Let’s create a conspiracy theory for fun, because we definitely live in weird times now. The funny part is that most people still don’t “feel” it emotionally yet… only financially. But once people start feeling something only in their pockets for too long, eventually something breaks.
Every year electricity goes up another 20%. Fuel doubles. Food prices become ridiculous. Rent becomes impossible. Buying a house? Forget it unless you inherit money or sell your soul for 40 years. And somehow we are all supposed to act normal while salaries move like they’re stuck in 2012.
The West was always sold as the place where you could build something, save money, own a home, have stability, maybe even dream a little bigger than survival mode. That’s why people tolerated a lot more than they normally would. But now? People work full time and still feel poor. That changes societies slowly from the inside.
Of course politicians will blame “the global economy”, “inflation”, “energy markets”, “supply chains”, wars, sanctions, shipping routes, the Strait of Hormuz, whatever the headline of the month is. Maybe it’s all true. Maybe not. But the result is always the same: regular people pay more and more while being told it’s unavoidable.
And here comes the uncomfortable thought: what if modern wars are also the perfect untouchable excuse? Something so massive and far above normal people that nobody can really confront it directly. If one politician openly robbed people overnight, society would explode. But if fuel triples because of some conflict thousands of kilometers away? Then suddenly everyone just accepts it while repeating words they heard on TV like “geopolitical tensions”.

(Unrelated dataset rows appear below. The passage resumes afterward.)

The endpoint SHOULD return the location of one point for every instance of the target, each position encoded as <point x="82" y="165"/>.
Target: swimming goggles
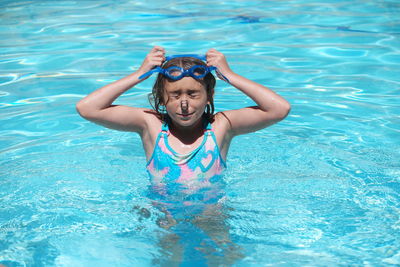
<point x="176" y="73"/>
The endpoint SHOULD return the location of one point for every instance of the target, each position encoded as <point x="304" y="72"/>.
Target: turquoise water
<point x="321" y="188"/>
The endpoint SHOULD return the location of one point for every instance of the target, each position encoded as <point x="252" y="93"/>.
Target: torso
<point x="154" y="124"/>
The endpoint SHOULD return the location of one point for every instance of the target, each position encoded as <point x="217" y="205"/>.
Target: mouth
<point x="185" y="115"/>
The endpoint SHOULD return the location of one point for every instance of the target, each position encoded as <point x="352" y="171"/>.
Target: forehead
<point x="186" y="83"/>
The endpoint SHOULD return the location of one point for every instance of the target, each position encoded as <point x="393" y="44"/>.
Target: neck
<point x="187" y="135"/>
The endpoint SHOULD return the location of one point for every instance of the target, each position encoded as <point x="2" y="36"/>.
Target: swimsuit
<point x="186" y="179"/>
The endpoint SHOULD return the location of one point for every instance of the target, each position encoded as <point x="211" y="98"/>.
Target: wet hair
<point x="156" y="98"/>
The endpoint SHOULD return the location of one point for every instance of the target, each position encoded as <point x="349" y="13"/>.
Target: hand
<point x="218" y="60"/>
<point x="154" y="58"/>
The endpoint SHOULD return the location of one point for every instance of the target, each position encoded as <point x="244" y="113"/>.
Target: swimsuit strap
<point x="164" y="127"/>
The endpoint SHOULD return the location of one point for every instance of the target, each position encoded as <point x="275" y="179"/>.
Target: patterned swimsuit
<point x="184" y="180"/>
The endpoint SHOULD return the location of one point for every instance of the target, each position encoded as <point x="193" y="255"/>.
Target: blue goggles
<point x="176" y="73"/>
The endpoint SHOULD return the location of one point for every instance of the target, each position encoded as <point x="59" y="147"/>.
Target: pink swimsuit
<point x="186" y="178"/>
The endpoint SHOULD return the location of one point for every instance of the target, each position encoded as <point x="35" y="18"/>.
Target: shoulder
<point x="222" y="126"/>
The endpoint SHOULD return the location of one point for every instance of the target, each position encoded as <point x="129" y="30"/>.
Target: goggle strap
<point x="147" y="74"/>
<point x="201" y="57"/>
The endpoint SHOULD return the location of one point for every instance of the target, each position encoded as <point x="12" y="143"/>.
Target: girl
<point x="186" y="144"/>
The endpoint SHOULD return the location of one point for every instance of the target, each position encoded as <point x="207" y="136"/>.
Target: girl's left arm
<point x="270" y="108"/>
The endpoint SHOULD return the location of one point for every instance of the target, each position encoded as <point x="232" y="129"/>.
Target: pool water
<point x="321" y="188"/>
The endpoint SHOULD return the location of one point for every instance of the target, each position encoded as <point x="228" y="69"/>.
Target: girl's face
<point x="186" y="100"/>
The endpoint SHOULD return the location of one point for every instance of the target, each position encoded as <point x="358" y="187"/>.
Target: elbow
<point x="283" y="111"/>
<point x="83" y="110"/>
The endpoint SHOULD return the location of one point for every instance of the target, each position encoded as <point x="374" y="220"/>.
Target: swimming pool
<point x="320" y="188"/>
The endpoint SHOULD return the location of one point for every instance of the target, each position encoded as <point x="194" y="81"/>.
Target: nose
<point x="184" y="105"/>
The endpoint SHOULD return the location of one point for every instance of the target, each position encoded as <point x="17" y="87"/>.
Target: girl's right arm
<point x="98" y="108"/>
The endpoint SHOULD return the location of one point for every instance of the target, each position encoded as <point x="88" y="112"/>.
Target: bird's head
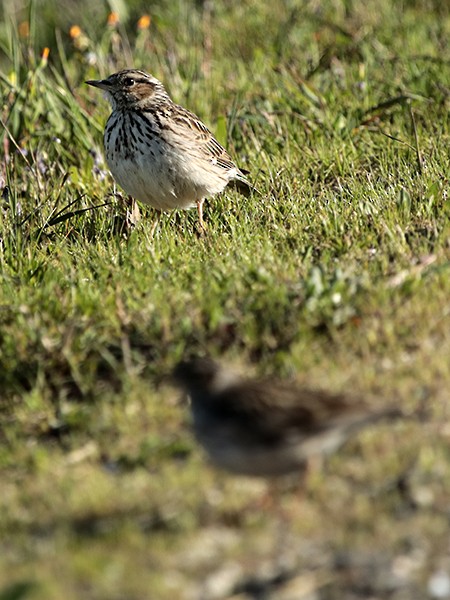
<point x="131" y="89"/>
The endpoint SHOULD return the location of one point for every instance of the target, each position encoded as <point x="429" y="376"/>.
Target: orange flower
<point x="75" y="32"/>
<point x="144" y="22"/>
<point x="113" y="19"/>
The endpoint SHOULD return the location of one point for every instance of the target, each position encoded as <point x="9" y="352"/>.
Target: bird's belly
<point x="256" y="460"/>
<point x="161" y="177"/>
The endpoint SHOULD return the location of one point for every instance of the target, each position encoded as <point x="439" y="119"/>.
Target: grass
<point x="336" y="273"/>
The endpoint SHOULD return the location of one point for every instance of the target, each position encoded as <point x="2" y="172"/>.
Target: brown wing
<point x="270" y="409"/>
<point x="206" y="142"/>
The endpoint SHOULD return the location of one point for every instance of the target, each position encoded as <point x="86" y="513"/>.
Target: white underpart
<point x="176" y="175"/>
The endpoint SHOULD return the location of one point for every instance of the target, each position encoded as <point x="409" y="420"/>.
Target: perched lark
<point x="159" y="152"/>
<point x="266" y="428"/>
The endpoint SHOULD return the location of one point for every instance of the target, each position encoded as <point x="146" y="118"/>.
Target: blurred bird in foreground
<point x="267" y="427"/>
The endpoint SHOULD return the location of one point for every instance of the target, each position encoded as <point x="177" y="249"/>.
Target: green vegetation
<point x="336" y="273"/>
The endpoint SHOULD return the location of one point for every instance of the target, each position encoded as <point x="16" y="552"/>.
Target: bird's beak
<point x="103" y="84"/>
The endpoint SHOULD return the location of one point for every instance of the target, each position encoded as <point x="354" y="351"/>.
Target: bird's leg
<point x="155" y="222"/>
<point x="200" y="215"/>
<point x="134" y="215"/>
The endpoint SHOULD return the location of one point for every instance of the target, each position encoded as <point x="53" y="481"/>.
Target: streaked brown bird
<point x="266" y="427"/>
<point x="159" y="152"/>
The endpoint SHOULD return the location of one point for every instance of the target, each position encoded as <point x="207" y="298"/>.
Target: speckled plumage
<point x="267" y="427"/>
<point x="159" y="152"/>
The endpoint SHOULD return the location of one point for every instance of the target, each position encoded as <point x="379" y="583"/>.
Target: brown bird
<point x="266" y="427"/>
<point x="159" y="152"/>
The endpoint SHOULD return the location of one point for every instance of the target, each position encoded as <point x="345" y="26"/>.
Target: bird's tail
<point x="242" y="185"/>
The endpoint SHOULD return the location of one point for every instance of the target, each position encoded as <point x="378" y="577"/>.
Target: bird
<point x="267" y="427"/>
<point x="159" y="152"/>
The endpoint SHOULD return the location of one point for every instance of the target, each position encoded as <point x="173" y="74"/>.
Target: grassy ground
<point x="337" y="273"/>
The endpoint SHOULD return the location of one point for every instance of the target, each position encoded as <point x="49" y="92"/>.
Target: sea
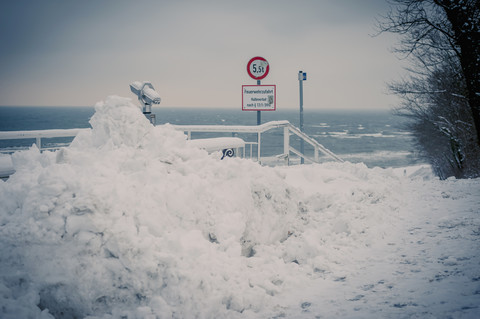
<point x="376" y="138"/>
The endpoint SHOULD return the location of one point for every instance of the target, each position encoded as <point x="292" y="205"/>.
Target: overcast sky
<point x="195" y="53"/>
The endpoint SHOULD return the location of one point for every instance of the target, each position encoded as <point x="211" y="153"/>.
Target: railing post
<point x="286" y="144"/>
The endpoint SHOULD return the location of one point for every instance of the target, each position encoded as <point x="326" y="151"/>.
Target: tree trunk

Maybe I’m wrong. Maybe there are real solutions being worked on behind the scenes. But it honestly feels artificial sometimes. Like the system discovered that permanent crisis is the easiest way to collect more money, lower expectations and keep everyone too exhausted to react.
And the scary part is not even the conspiracy itself. The scary part is how quickly people adapt to losing things they once considered normal.